Abstract

Background and Aims: ACLF prevalence ranges from 24–40% in patients with cirrhosis. Etiology is multifactorial. 28 day mortality in CANONIC study was 22.1%, 32% and 76.7% in AARC grade 1, 2 and 3 respectively. Treatment options for ACLF include liver dialysis and liver transplantation. Methods: Retrospective analysis of 16 patients from April 2017–April 2018. Diagnosis of ACLF was based on APASL criteria. Patient not responding to standard therapy, steroid non responders and steroid ineligible patients were included. PE was given for an average period of 5 days. Patients were followed up for a period of 1month and data was collected at baseline, 7 days post plasma exchange (PPE) and 28 day PPE. Results: Study included 16 patients, of which 15 were male and 1female.

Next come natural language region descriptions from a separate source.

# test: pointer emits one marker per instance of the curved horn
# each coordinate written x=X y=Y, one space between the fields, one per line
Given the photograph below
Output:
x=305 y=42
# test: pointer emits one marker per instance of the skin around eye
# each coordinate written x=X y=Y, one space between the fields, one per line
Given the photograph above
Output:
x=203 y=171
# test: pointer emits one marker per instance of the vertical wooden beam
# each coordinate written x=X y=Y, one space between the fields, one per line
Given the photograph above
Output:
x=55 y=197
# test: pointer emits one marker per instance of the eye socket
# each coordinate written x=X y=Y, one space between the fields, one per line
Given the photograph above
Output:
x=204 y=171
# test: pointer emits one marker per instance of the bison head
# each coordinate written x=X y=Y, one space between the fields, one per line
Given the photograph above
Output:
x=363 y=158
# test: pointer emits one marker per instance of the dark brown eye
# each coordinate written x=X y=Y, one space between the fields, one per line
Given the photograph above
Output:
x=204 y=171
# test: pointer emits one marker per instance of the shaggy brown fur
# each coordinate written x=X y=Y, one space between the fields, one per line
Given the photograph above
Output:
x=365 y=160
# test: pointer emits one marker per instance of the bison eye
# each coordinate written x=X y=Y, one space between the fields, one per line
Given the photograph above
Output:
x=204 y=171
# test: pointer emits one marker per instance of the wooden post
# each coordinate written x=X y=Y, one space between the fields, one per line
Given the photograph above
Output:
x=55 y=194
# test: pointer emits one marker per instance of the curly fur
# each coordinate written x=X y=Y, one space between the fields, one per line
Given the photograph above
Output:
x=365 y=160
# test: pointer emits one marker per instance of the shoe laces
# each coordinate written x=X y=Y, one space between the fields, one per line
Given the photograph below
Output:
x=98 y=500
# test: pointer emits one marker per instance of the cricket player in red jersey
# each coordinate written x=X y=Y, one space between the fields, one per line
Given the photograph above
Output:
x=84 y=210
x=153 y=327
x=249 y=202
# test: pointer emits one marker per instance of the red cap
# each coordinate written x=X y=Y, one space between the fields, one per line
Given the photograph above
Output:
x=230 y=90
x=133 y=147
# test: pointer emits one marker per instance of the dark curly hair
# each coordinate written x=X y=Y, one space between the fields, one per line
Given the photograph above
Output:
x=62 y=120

Mean age was 50.8 yrs. All patients were diagnosed to have CLD (HBV-2 Alcohol-6 NASH-4 AIH-1 Unknown-3). Acute insult included (HAV-2, HBV reactivation-1, ethanol-5, DILI-7 and unknown-1). Patients were categorized into AARC1-4, AARC2-10 and AARC3-2 according to APASL. 62.5% had hepatic encephalopathy (HE). 31.2% had AKI. Average MELD at baseline was 26.8 and at 7th day PPE was 23. Mortality at day-7 PPE and day-28 PPE was 31.25% and 43.7% respectively. 28 day mortality in AARC 1, AARC 2 and AARC 3 was zero, 50% and 100% respectively. MODS and septicemia contributed significantly to mortality. One patient died of massive upper GI bleed. 28 day and 90 day mortality was 50% and 56.25% respectively. Conclusions: PE did not influence 28 day mortality rate in AARC 2 and AARC 3 subgroup. AARC 1 subgroup showed survival benefits with PE. Larger studies are needed to validate benefits of PE. The authors have none to declare.